DIMANCHE 16 MARS 2003

 

9H 30 le vent est faible mais nord. La météo hier nous laisse espérer du sud-ouest.

Nous larguons tout, remontons notre chaîne, direction la pleine mer vers MAR DEL PLATA, après deux mois de repos et réparation, dans la rivière QUEQUEN.

Le moteur ronronne, les voiles restent molles, la mer est plate, beau soleil, ciel bleu.

 

La journée entière sera belle, la côte défile à 4 milles de nous, sablonneuse, déserte, bouquets d’arbres rabougris.Longue plage interminable que les Argentins aiment sillonner avec de drôles de voitures construites pour rouler sur la plage et le sable, des carrosseries tubulaires, complètement dépouillées, moteur à l’air.

Le vent Est, très léger nous permet d’avancer avec voiles et moteur à plus de 6 nœuds. En fin d’après midi, il passe au sud.
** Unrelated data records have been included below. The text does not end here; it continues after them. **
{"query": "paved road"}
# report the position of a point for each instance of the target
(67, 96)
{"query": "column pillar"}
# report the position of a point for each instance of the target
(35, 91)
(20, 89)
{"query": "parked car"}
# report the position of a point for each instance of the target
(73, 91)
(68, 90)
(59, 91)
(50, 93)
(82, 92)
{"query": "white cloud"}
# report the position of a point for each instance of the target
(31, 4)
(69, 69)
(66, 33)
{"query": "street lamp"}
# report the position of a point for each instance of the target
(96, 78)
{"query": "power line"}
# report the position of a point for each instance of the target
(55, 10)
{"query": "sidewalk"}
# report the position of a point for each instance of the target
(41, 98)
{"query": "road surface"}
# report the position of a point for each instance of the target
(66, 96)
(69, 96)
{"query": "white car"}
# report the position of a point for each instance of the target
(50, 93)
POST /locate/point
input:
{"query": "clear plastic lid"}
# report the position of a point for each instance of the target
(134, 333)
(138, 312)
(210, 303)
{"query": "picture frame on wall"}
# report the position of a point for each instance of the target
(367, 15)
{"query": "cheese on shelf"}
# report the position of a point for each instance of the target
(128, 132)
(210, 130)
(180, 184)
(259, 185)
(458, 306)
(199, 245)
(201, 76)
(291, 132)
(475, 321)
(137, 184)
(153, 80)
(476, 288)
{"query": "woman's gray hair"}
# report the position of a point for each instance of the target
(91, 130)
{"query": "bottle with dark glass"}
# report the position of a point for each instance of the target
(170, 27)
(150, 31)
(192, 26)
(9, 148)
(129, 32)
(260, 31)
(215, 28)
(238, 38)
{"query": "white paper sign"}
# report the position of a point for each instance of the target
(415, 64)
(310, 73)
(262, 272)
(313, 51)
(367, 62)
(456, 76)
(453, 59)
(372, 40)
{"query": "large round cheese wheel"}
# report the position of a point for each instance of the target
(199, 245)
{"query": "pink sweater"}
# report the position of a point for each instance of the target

                                             

 Nous arrivons par nuit noire au large de MAR DEL PLATA dont nous cherchons les feux rouge et vert de l’entrée du port.

Un grand double trait rouge nous trompe, au fur et à mesure de l’approche nous nous apercevons aux jumelles qu’il s’agit d’une réclame pour l’assurance Havana située sur le toit d’un immeuble.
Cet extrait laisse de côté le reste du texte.